Aug 15, 2023
ASCO is saddened by the passing of Irwin H. Krakoff, MD, on August 9, 2023, at the age of 100. He is remembered as one of the founding fathers of modern chemotherapy.
Dr. Krakoff was born July 20, 1923, in Columbus, OH. He attended The Ohio State University, earning his bachelor’s degree in 1943 and his medical degree in 1947. He completed his internship at Mount Sinai Hospital, Cleveland, and his residency at Boston City Hospital. But he put his medical career on hold to serve in the United States Navy during World War II.
On his return in 1953, Dr. Krakoff became a research fellow at Memorial Sloan Kettering Cancer Center (MSKCC) and eventually led the Chemotherapy Program, Medical Oncology Service, and Department of Medicine. It was at MSKCC that he researched purine metabolism and new cancer drugs focused on patients with leukemia. Specifically, he identified the role of allopurinol in preventing urate nephropathy, a common complication when treating patients with leukemia and lymphoma.
In 1976, Dr. Krakoff left MSKCC to found and direct the Vermont Cancer Center at the University of Vermont.
“Bringing state-of-the art cancer care to a fairly rural population and gaining NCI designation for that cancer center was something that my team there and I were very proud of,” Dr.
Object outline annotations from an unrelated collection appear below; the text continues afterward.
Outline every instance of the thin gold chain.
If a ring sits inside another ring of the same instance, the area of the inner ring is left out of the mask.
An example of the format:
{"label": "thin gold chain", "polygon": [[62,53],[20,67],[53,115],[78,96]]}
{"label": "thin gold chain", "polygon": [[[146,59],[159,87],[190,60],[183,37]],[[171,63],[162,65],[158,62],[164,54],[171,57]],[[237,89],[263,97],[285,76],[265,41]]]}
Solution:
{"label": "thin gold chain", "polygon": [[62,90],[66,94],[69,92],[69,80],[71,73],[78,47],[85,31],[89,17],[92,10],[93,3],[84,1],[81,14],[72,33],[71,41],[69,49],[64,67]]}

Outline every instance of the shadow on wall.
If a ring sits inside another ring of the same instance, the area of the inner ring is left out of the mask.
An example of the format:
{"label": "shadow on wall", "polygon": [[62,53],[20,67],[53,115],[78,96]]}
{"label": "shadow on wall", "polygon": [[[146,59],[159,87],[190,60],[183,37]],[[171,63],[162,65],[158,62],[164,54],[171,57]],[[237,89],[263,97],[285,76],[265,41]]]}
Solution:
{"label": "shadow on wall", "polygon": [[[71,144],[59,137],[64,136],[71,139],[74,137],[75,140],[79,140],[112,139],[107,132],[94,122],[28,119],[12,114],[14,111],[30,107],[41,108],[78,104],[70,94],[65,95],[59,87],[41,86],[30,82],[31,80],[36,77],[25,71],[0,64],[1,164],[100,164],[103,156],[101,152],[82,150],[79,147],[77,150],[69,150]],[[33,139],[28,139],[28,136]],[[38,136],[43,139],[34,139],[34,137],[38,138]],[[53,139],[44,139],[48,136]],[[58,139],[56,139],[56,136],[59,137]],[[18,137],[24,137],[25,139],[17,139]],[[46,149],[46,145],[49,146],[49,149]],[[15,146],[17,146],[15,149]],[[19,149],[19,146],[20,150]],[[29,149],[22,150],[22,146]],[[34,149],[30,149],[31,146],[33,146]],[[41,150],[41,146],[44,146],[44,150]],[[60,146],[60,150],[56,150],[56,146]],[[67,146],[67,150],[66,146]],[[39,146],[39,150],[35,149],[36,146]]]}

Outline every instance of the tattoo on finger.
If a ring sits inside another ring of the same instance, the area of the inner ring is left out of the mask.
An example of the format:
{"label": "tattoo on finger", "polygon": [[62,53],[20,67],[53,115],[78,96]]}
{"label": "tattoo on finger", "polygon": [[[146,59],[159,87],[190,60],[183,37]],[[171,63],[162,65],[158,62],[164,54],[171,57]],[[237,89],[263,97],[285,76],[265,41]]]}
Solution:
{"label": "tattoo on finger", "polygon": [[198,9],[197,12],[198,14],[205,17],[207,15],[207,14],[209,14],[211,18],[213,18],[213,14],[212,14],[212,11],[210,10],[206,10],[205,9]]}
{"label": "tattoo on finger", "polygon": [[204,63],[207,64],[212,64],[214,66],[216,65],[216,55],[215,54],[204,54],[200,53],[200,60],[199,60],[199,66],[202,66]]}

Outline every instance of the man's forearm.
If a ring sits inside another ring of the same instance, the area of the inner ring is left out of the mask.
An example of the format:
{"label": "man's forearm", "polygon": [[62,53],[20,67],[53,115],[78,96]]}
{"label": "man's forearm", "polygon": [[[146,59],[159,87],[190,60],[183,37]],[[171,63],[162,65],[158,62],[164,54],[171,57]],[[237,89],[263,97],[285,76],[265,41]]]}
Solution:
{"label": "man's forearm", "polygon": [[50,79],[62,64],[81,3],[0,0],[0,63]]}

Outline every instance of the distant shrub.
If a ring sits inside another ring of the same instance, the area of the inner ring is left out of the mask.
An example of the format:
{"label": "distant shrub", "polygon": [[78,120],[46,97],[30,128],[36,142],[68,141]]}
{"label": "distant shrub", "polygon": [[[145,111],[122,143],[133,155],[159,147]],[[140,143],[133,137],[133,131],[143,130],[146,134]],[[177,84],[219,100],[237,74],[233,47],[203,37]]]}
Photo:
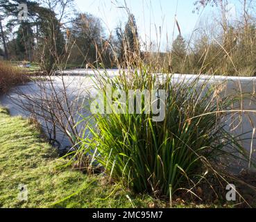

Krakoff said in 2015 interview with ASCO Daily News.
His last appointment was as the head of the Division of Medicine at the MD Anderson Cancer Center in 1983.
In 1993, coinciding with his retirement, ASCO honored Dr. Krakoff with the David A. Karnofsky Memorial Lecture and Award, the Society’s highest scientific honor. In his lecture, “Progress and Prospects in Cancer Treatment: The Karnofsky Legacy,” he highlighted important developments in cancer treatment since 1950 and stressed the importance of new cancer drugs.
“It is now within our grasp to inhibit the development of cancer at a point well before its clinical appearance and possibly before the development of positive biomarkers; when sufficiently nontoxic drugs are developed they can be applied to large populations, not just those at the highest risk. The exciting biotechnology that surrounds us is more likely, I think, to block the development of cancer than to melt large tumors,” Dr. Krakoff said during his presentation.
He ended his lecture with this simple directive to other oncology professionals: “It is our responsibility to use that knowledge to treat and prevent clinical cancer and to ensure that laboratory scientists address clinically important problems.”